En conferencia de prensa, el presidente del Estado Plurinacional de Bolivia, Rodrigo Paz, se refirió a la decisión de expulsar a la embajadora de Colombia en Bolivia tras las declaraciones de su homólogo colombiano, Gustavo Petro, quien calificó las movilizaciones que mantienen cercada la ciudad de La Paz como una “insurrección popular” en respuesta a “la soberbia geopolítica”. Petro incluso manifestó su disposición a mediar en el conflicto político.
Paz recordó los lazos históricos entre Bolivia y Colombia, forjados en procesos de liberación conjunta, y lamentó la postura del presidente Petro. “La conducta del presidente Petro es irreprochable porque confunde la ideología con las relaciones entre naciones. La principal causa de nuestra unidad es la libertad por la cual nacimos como continente. Que Petro no se confunda: hoy es presidente, mañana será un ciudadano más”, afirmó.
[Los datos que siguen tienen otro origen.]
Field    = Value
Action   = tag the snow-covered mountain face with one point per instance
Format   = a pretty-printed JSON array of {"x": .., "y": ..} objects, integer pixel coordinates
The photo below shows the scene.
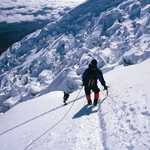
[{"x": 113, "y": 32}]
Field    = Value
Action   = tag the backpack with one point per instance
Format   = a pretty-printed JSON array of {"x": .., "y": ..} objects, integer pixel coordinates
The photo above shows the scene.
[{"x": 91, "y": 79}]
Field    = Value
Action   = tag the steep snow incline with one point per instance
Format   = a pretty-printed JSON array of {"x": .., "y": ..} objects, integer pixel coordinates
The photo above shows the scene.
[
  {"x": 121, "y": 122},
  {"x": 125, "y": 116},
  {"x": 113, "y": 32}
]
El mandatario boliviano subrayó que la expulsión de la embajadora responde a la defensa de la institucionalidad democrática. “El ataque de Petro es un ataque a la democracia boliviana. Ha preferido su ideología, que parece carecer de conceptos democráticos, por encima del respeto entre naciones. Por eso su embajadora se va; lo sentimos mucho, pero se va porque representa la voluntad antidemocrática del señor Petro”, declaró.
Paz enfatizó que Bolivia nunca se ha referido a Colombia en términos negativos y que, por el contrario, mantiene gratitud hacia ese país por haber acogido a bolivianos durante las dictaduras. “Nosotros siempre hemos hablado de Colombia con respeto y agradecimiento. Pero no podemos aceptar esta injerencia que vulnera nuestra soberanía y nuestra democracia”, concluyó.